Mark Steyn’s ruminations on Western culture and its variations are always worth reading. Here’s a teaser from a recent effort:
…it’s routinely accepted in Canada and Europe that America gives less foreign aid than other wealthy countries. Americans are famously “stingy,” to use the word chosen by Jan Egeland, the UN humanitarian honcho, in the wake of the tsunami. Unlike virtuous Canadians and Scandinavians, stingy rednecks save it all for the trip to the mall. But what does American stinginess actually boil down to? Carol Adelman, head of the Hudson Institute’s Center for Global Prosperity, ran the numbers. In 2003, the U.S. government gave US$16 billion to foreign aid–which made it the highest donor in absolute dollars but the lowest among developed nations as a percentage of gross national income.

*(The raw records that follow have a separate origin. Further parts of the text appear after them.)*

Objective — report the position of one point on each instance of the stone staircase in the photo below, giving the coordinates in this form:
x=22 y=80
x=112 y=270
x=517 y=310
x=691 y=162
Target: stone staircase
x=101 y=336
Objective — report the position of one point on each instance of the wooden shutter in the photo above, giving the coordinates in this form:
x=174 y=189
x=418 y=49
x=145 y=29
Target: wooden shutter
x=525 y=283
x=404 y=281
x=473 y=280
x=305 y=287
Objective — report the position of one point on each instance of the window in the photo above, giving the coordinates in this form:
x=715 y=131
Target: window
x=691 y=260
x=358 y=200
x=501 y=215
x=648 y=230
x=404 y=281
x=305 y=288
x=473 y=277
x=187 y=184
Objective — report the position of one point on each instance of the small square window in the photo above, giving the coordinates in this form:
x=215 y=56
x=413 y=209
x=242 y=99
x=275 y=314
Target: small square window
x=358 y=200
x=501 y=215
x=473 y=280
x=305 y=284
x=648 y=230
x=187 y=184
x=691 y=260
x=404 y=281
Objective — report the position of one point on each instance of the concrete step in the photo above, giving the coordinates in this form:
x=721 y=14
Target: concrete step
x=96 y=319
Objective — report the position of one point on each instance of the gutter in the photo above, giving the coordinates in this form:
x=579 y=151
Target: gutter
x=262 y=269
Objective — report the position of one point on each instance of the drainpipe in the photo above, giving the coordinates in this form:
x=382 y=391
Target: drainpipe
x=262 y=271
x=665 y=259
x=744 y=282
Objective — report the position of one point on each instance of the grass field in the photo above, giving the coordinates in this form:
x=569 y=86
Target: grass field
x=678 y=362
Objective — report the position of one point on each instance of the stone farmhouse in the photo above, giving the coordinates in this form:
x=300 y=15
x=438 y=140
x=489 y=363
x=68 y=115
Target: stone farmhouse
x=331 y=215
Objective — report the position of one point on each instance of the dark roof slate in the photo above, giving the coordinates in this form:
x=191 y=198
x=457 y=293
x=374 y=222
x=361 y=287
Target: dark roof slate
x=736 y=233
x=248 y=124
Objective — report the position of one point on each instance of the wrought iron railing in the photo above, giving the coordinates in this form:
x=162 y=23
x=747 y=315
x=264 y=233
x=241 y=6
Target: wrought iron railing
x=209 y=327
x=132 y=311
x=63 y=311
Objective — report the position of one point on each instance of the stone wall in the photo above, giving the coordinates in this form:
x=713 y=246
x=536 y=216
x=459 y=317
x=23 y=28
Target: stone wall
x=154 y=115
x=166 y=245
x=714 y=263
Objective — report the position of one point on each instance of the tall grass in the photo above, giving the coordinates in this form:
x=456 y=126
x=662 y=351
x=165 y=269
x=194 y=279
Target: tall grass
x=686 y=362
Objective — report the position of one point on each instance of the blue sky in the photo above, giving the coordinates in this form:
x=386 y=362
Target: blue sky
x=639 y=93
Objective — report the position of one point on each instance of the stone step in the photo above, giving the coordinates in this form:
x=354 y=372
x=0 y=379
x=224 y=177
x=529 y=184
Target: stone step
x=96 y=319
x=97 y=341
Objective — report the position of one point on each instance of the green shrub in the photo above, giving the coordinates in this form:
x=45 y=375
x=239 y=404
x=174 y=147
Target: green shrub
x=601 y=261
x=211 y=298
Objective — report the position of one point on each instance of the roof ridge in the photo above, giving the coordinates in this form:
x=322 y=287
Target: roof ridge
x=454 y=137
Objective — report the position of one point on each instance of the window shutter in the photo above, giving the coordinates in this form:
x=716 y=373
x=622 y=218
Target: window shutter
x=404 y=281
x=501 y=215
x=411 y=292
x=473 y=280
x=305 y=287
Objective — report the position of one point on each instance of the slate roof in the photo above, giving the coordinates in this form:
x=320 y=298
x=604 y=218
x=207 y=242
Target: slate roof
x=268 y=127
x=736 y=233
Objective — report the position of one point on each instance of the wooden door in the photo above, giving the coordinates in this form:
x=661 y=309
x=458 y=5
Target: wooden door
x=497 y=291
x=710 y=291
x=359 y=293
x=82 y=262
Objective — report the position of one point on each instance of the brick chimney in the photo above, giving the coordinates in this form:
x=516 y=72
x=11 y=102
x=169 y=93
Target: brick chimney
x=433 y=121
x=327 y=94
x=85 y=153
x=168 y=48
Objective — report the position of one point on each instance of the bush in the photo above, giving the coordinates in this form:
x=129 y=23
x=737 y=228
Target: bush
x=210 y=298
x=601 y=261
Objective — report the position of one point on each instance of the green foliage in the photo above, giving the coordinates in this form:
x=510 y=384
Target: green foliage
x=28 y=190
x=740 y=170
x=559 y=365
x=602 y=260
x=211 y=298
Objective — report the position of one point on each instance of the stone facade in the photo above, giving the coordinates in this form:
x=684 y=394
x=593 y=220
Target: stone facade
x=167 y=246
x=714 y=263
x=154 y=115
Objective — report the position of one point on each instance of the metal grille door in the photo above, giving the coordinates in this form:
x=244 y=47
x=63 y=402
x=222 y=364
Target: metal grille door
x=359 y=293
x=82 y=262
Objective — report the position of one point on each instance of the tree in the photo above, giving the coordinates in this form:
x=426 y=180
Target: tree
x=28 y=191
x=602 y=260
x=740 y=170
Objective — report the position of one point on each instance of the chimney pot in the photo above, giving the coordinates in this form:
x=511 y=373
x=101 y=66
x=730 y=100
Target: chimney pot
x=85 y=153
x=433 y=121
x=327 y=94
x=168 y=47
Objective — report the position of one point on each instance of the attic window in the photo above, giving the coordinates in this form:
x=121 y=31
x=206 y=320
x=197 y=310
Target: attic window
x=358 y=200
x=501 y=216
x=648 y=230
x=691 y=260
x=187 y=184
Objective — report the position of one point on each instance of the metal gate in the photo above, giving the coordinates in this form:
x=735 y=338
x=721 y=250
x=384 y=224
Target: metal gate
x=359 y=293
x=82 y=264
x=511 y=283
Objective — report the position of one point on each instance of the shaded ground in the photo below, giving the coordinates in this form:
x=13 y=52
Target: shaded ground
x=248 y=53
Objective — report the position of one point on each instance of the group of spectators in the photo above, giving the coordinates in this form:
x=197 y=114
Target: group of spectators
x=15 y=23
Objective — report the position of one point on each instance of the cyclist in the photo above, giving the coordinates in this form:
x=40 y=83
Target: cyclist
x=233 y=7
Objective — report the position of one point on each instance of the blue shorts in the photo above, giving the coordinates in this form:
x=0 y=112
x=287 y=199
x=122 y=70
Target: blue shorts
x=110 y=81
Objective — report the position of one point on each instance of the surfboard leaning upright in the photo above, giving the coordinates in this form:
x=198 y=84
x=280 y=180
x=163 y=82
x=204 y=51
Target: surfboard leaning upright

Sounds pretty stingy, right? But, as Ms. Adelman points out, this number does not take into account private U.S. aid. In 2000, for example, Americans gave US$35 billion through various foundations and other bodies–which works out at three-and-a-half times U.S. government aid for that year. And even that figure doesn’t take into account local church missions, donations by overseas units of U.S. corporations and various other elements.
Canadians and Continentals, by comparison, give far less private aid–for many European countries, private donations are insignificant. I happen to think that donating as an individual or through a private company is, in fact, more virtuous than leaving it to the government to write a cheque from out of the general fund: for one thing, a private source is more concerned about how well the money is spent rather than how much–which would seem to be Mr. Egeland’s priority. But put that argument aside. The broad reality is that Americans provide their foreign aid privately and Canadians and Europeans leave it to the state, just as Americans provide their health care privately and Canadians and Europeans leave it to the state. My point is that Americans get no credit for this because in transnational-speak there is literally no way to express it. By transnational definition, “aid” is statist: only governments can do it. So, in the international league tables, no matter how generous Americans are their form of generosity is, by definition, inadmissible. Indeed, as Mr. Egeland sees it, “aid” is defined exclusively as cheques made payable to his office.
This is a remarkable state of affairs. The UN and other transnational agencies were mostly designed by America at the dawn of the American era and continue to be funded principally by America to this day. Yet they’re such an explicit rejection of American values that their language can’t even embrace such routine American activities as private philanthropy.